Des vents favorables pour la Blockchain à Dakhla


Rédigé par La rédaction le Jeudi 6 Février 2020

La région de Dakhla est connue pour être l’un des épicentres mondiaux du kitesurf. Depuis 10 ans, elle accueille chaque année l’une des étapes du championnat mondial de ce sport, rendez-vous incontournable des championnes et des champions internationaux. Bientôt, le vent de la région pourrait animer bien plus que les figures acrobatiques des surfeurs



Par Younes Haffane Consultant en Stratégie et en Transformation Digitale

Des vents favorables pour la Blockchain à Dakhla
En effet, Soluna, une startup américaine, vient d’annoncer la création d’un data center dédié à la monnaie numérique à Dakhla, fonctionnant à l’énergie éolienne. Cette startup se donne pour mission d’alimenter la technologie de la Blockchain, utilisée comme infrastructure pour les monnaies digitales telles que le Bitcoin ou l’Etherium, en énergie propre et renouvelable. Une annonce accueillie à bras ouverts par les spécialistes des monnaies cryptographiques et par les partisans d’une économie plus verte.
La future ferme éolienne sera dotée d’une capacité de 900 MW (en comparaison, le complexe de Noor Ouarzazate a une capacité de 582 MW), dans un horizon de 5 ans, pour un investissement global estimé aux environs de $2 milliards.

La phase initiale prévoit l’installation d’une capacité de 36 MW pour un investissement de $100 millions, sécurisé par Soluna et le fonds d’investissement Brookstone Partners. La startup devra ensuite mobiliser les fonds nécessaires auprès d’investisseurs institutionnels pour compléter la réalisation des autres tranches du projet.

Il faut croire que le créneau est plutôt bien choisi : la consommation en électricité pour le bitcoin, au niveau mondial, est estimée à 74 TWh annuellement (équivalent à la consommation du Venezuela), et l’empreinte carbone est estimée à 35 Mt de CO2 par an (l’équivalent de l’empreinte du Denmark). Pour le moment, la majorité des centres de calcul sont hébergés dans les zones froides de la planète, comme l’Islande, le Canada, les pays nordiques ou la Russie, là où le coût de refroidissement des serveurs est plus bas. Pour comprendre l’enjeu de ce type d’installations, il convient de rappeler brièvement comment la Blockchain fonctionne et pourquoi elle est considérée comme une technologie très énergivore.
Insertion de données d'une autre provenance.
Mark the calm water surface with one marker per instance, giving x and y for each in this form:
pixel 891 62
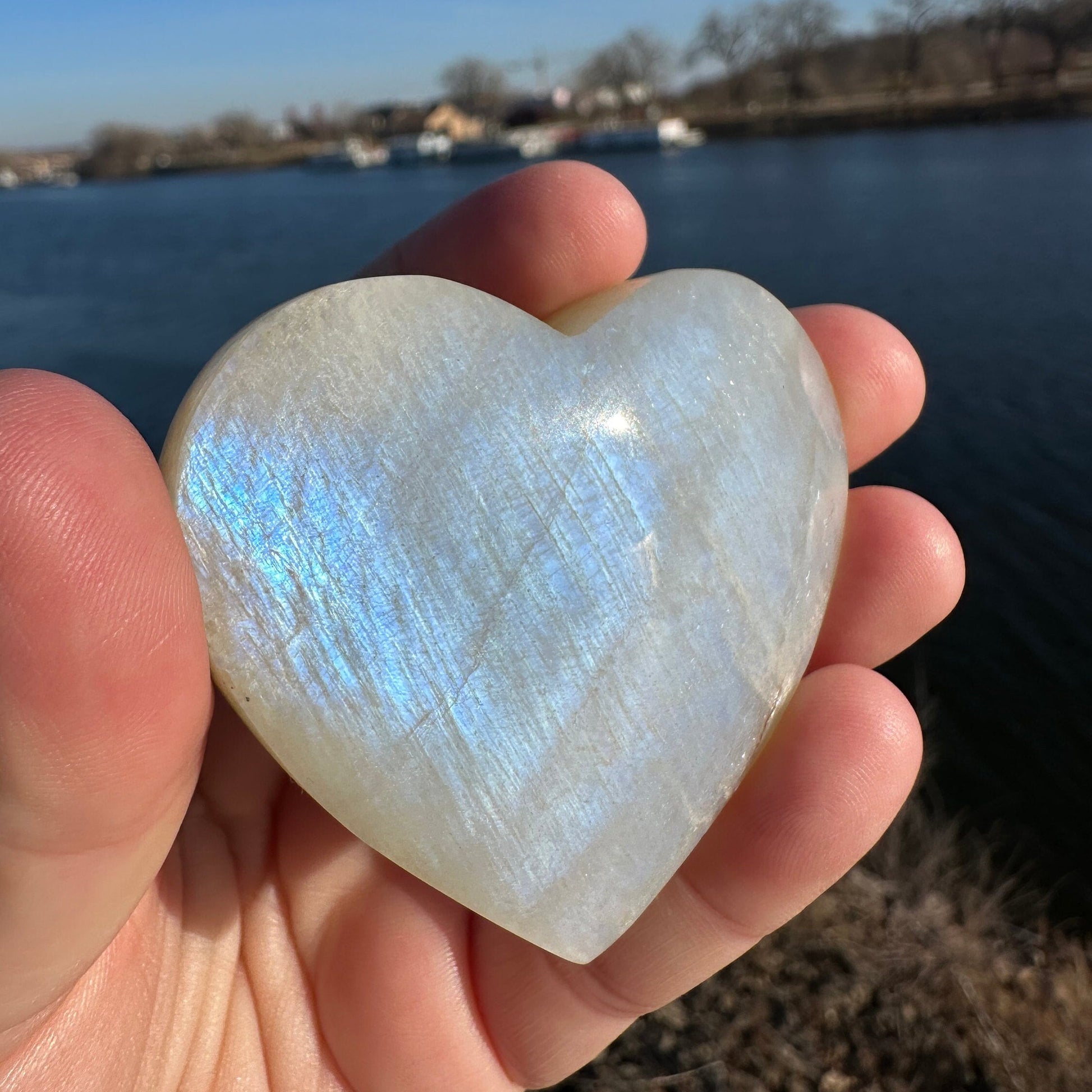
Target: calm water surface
pixel 978 242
A la base, la Blockchain est une modélisation du principe de la confiance. Elle permet aux membres d’une communauté de lister des informations (données, transactions, événements, interactions …) dans une sorte de journal, sans avoir recours à des organes de contrôle ou à des tiers de confiance. Tous les membres ont une copie de ce journal et peuvent parcourir à tout moment l’ensemble des informations depuis sa création. Ces informations sont stockées sous forme de blocs organisés en chaîne du plus ancien au plus récent. Chaque bloc contient en plus un « code d’intégrité » calculé à partir des blocs précédents de sorte à empêcher toute manipulation frauduleuse (un changement malicieux d’une information au sein de l’un des blocs serait automatiquement détecté au niveau des blocs suivants car les codes d’intégrité seraient désynchronisés).

Certains membres de ce réseau sont responsables de l’ajout d’un nouveau bloc à la chaine (les mineurs). Dans le cas du bitcoin, les mineurs rentrent en compétition pour valider l’information contenue dans le nouveau bloc, par exemple pour vérifier qu’un compte contient assez de fonds pour une opération de débit. Ensuite, ils doivent trouver la clé (une suite de 0 et de 1) d’une énigme mathématique qui ne peut être résolue qu’en essayant plusieurs clés à l’aveugle, jusqu’à trouver la bonne (force brute). Le premier mineur à trouver la solution publie la clé au sein du réseau et le nouveau bloc est rajouté à la chaine. Il est rémunéré pour son travail en bitcoins (12.5 BTC ou l’équivalent de $116,000 en ce moment).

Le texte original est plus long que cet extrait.